American dancer and showgirl (1903–1933)

Hilda Ferguson (born Hildegarde Gibbons; 1903-1933) was an American dancer and showgirl.

==Early years==
Ferguson was the youngest of six children born to Robert Lee Gibbons, a sign painter, and Demariah (Sterling) Gibbons in the Hamilton neighborhood of Baltimore. At the age of 15, she eloped with Honduran dental student Robert Ugarte and was married on June 2, 1919. The following year, she gave birth to a daughter, Yolanda Emily.

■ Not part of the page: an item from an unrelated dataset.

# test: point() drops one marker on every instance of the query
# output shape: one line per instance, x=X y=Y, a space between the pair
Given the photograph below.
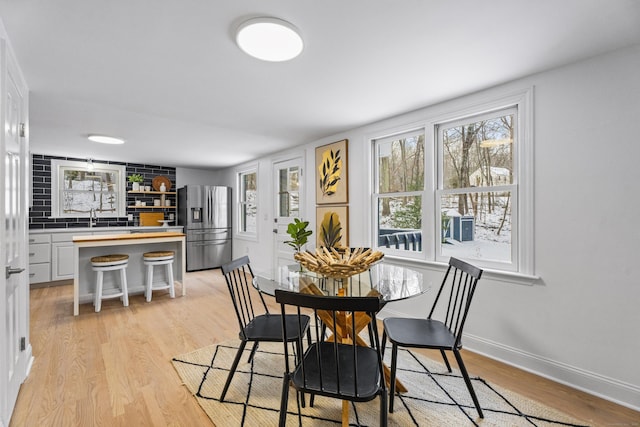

Ferguson left her husband and child and moved to New York City around 1921.

==Broadway career==
Ferguson's first mention as an entertainer came on June 23, 1922, when she was noted as a "Bathing Beach Revue" member at Murray's Cabaret on 42nd Street. The notice was primarily about the dismissal of a police indecency charge against the show.

Later that year, her career was significantly boosted when she was cast in The Music Box Revue on Broadway. She participated in the Ziegfeld Follies of 1923, 1924, and 1925. Her last major show was the musical Yours Truly, which ran in 1927.

Ferguson's primary claim to fame in entertainment was as a Ziegfeld girl, renowned for her "Great Shimmy Dance," reportedly performed in an elaborate feathered headdress.

==Personal life==
Ferguson had a consistently turbulent personal life. In March 1923, her roommate, model Dorothy "Dot" King, was murdered. Police considered Ferguson a suspect, as she reportedly had a dramatic falling out with King just before the latter's death. There was also suspicion regarding Ferguson's abrupt departure for Europe soon after the crime. The murder was never solved.

After her last show, Ferguson announced a plan to marry Aaron Benesch, a sixty-year-old millionaire; the wedding never happened. She was romantically linked to various men, including the actor George Raft, composer Arthur Gershwin, and bootlegger Nucky Johnson. She was arrested as a material witness in 1931 after a lover, gangster "Tough Willie" McCabe, was stabbed.

She had a serious drinking problem and has been described as "the blonde darling of the underworld who could pour an incredible amount of straight gin through her pert rosebud lips." She spent the end of her life "broke and broken" in her native Baltimore.

==Death==

Ferguson died in 1933 from peritonitis, an infection of the digestive tract. She was buried in an unmarked grave in Loudon Park Cemetery in Baltimore, Maryland.